Thoughts from Athens

I talked to someone in the shipping business this morning. He happens to be Greek and has substantial interests in the country. We never did get around to talking about ships. Some of his words on the status quo in Greece:

The situation today is worse than ever. Business has stopped
The world does not appreciate the extent of social deterioration in the country.
Soup kitchens are forming to feed people.
Many old age homes are desperate. Many are indebted. The have been pleading for donations.
Wealthy ship owners have been discussing a private initiative to provide support for those on the edge.
There is no possibility for a unity government. There is less chance for this in Greece then there is in the USA. You think there is a problem between Democrats and Republicans? Here, they hate each other.
Papandreou was desperate to get out. He could not see how he could continue to play a confrontational role with the Greek people. He was losing his ability to maintain civil order. He did not want to govern a country that was going to become either a police state, or fall into a state of revolution.
An interim government may pass new laws and make promises to the EU and IMF. Most in the government want to stay in the EU and stick with the Euro. It’s in their best interests to do so. That’s what the EU is pushing them day and night to do.
It’s way to late for this type of orderly transition. It will end badly for Greece.

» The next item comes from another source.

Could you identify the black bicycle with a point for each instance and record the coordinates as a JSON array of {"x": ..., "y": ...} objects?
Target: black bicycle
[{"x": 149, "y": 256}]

There is a sense of optimism in the markets and the press that a soft landing can be achieved in Europe. That a “solution” is hours away. Only “one more” vote in parliament is required in any of the countries facing trouble. The financial resources needed to address the problem are available. There may be a temporary liquidity issue but solvency is not a question. The social, political and economic consequences of what will come are all manageable.

I thought I would provide this fellow’s thoughts as a contrast to all that hopium.